The origination of the Ku Klux Klan in Tennessee in 1865 enacted fear on Black Americans and made them afraid to progress. To add further damage, Southern states and local governments created Jim Crow Laws.
With all of these efforts, nationally and locally, the newly so-called free Blacks were basically still treated as poorly as slaves. In 1964 the Civil Rights Act passed the United States Congress.
However, in Mississippi in 1965, Black protestors protesting the State Penitentiary system because of its inhumane treatment of Blacks, found themselves incarcerated in the very place that they were protesting against. Not only were they locked up, they were stripped naked, humiliated by the white guards, starved, beaten just as their ancestors were nearly 400 years earlier.

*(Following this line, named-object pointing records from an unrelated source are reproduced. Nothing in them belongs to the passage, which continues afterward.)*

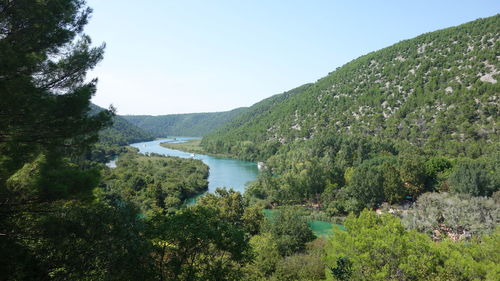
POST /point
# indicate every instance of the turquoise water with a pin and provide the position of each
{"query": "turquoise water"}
(224, 172)
(319, 228)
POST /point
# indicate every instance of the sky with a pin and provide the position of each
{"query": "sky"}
(184, 56)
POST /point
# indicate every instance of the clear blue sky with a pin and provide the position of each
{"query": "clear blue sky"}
(165, 57)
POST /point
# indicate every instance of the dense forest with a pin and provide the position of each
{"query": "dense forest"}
(66, 216)
(419, 116)
(188, 125)
(438, 92)
(114, 138)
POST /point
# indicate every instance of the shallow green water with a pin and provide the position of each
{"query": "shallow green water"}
(224, 172)
(319, 228)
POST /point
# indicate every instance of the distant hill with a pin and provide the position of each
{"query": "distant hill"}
(190, 125)
(438, 91)
(121, 132)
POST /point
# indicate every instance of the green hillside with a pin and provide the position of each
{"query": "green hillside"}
(190, 124)
(436, 91)
(121, 132)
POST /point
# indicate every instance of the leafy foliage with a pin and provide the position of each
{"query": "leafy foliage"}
(155, 183)
(438, 91)
(379, 248)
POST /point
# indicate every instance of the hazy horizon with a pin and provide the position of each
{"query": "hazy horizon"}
(173, 57)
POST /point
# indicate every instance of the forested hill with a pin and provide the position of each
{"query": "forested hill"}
(121, 132)
(438, 91)
(190, 125)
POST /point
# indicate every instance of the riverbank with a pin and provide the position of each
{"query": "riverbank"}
(191, 146)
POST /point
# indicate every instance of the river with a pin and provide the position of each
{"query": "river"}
(223, 172)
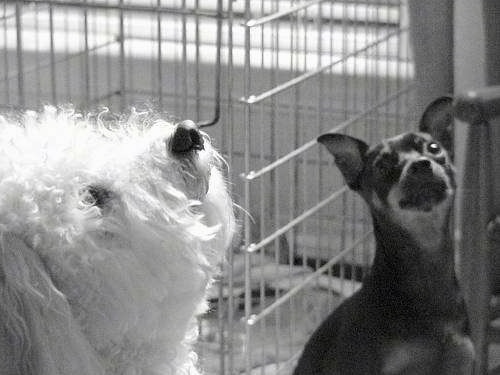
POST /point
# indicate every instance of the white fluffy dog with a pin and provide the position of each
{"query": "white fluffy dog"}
(109, 234)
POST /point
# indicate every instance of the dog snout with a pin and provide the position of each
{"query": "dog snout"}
(186, 138)
(420, 167)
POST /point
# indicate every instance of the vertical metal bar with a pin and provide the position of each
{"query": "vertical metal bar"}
(121, 44)
(52, 57)
(86, 56)
(159, 67)
(185, 96)
(19, 55)
(6, 56)
(247, 150)
(218, 66)
(197, 61)
(263, 192)
(38, 88)
(229, 147)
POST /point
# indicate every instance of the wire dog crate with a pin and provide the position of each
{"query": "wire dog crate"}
(271, 75)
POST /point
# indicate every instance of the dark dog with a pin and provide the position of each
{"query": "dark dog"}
(409, 317)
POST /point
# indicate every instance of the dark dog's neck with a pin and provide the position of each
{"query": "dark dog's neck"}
(404, 274)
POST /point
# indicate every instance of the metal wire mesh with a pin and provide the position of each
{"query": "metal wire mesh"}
(273, 75)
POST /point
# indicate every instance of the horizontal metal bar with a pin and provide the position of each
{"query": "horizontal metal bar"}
(255, 174)
(120, 7)
(253, 99)
(262, 20)
(266, 241)
(285, 297)
(45, 64)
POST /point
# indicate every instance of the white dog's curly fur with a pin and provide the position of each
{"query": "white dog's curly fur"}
(107, 242)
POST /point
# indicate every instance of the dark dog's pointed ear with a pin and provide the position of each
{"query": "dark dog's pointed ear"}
(437, 120)
(349, 155)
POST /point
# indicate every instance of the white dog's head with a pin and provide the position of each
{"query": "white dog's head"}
(110, 231)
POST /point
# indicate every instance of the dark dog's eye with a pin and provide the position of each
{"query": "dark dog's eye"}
(98, 195)
(433, 148)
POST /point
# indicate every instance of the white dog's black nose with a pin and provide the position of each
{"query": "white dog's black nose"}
(420, 167)
(186, 138)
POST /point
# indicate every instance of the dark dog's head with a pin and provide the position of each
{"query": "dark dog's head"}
(408, 178)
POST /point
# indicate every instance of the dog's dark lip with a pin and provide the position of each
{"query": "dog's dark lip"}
(422, 194)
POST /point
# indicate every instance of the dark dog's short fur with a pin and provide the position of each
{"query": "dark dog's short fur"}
(409, 317)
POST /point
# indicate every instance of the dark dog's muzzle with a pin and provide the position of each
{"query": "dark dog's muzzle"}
(186, 138)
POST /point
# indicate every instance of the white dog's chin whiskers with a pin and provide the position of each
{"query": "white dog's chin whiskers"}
(114, 240)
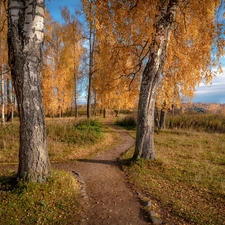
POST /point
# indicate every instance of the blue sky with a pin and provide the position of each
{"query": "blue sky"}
(214, 93)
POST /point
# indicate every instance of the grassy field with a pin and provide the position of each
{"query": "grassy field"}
(67, 139)
(58, 200)
(55, 202)
(188, 177)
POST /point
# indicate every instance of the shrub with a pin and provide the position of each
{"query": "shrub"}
(128, 122)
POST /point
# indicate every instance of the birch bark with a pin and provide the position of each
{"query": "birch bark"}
(25, 39)
(144, 147)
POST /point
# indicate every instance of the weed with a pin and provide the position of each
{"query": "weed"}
(188, 176)
(128, 122)
(27, 203)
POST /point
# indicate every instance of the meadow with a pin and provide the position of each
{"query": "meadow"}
(186, 184)
(187, 180)
(58, 201)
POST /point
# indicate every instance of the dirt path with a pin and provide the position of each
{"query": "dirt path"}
(109, 199)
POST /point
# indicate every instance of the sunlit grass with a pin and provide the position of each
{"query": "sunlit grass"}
(67, 139)
(188, 176)
(54, 202)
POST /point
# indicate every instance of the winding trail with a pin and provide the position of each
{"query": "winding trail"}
(109, 199)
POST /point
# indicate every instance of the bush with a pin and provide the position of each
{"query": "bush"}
(128, 122)
(206, 122)
(82, 132)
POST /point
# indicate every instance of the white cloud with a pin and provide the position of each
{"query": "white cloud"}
(214, 93)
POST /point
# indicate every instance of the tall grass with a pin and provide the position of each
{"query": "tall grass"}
(67, 139)
(54, 202)
(187, 180)
(200, 122)
(128, 122)
(81, 132)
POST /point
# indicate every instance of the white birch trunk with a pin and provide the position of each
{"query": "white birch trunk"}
(25, 39)
(144, 147)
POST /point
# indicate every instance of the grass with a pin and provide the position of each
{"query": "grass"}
(58, 200)
(187, 178)
(128, 122)
(54, 202)
(67, 139)
(200, 122)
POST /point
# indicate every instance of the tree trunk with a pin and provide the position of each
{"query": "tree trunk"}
(9, 101)
(144, 147)
(3, 95)
(162, 119)
(25, 40)
(156, 117)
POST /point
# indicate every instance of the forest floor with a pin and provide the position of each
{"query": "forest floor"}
(108, 197)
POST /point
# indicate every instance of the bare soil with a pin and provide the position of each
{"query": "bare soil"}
(109, 199)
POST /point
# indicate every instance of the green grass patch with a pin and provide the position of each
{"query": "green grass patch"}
(128, 122)
(67, 139)
(54, 202)
(188, 176)
(200, 122)
(72, 132)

The Social Security Act of 1935 was supposed to offer federal programs to help families with dependent children. But after the passing of the Civil Rights Act of 1964, the SSA Act became the “No Man In The Household” rule.
Many claim the demise of the Black family structure for the last century contributes to the prison industrial complex. With states like Mississippi, where State Auditor noted in 2022that the Mississippi prison system is 50% populated by fatherless families, started building private prisons, enacting tough law enforcement procedures to arrest blacks.
And yet, many work against that stereotype with efforts including a nonprofit founded in Arkansas in 1998, Watch D.O.G.S., standing for Dads of Great Students, who demonstrate their presence and contributions to family as role model fathers.
Today Blacks are still being treated unjustly. The largest population of Blacks in this country is still in the South. And while the murders of Blacks at the hands of white police and white Supremacists did not begin or end with the 2020 murder of George Floyd, it continues today. Police have killed 1,024 people so far in 2024. Of those, 245 were Black. Black people are nearly three times more likely to be killed by a police officer than a white person is.
As the 2024 presidential election nears, it is possible that for the first time in history, there will be a Black woman president with Kamala Harris but polls show that there is a nearly 50-50 chance she will not win.
Yes, there is healing going on in the inner cities and amongst the Black communities through community-based organizations, community violence intervention programs, and non-profits. Still, stipulations and uncertainties hover over the process that may take as much time to heal as it took to get to this point.
Four hundred years is too long. Justice and fairness for Blacks in this country must happen now.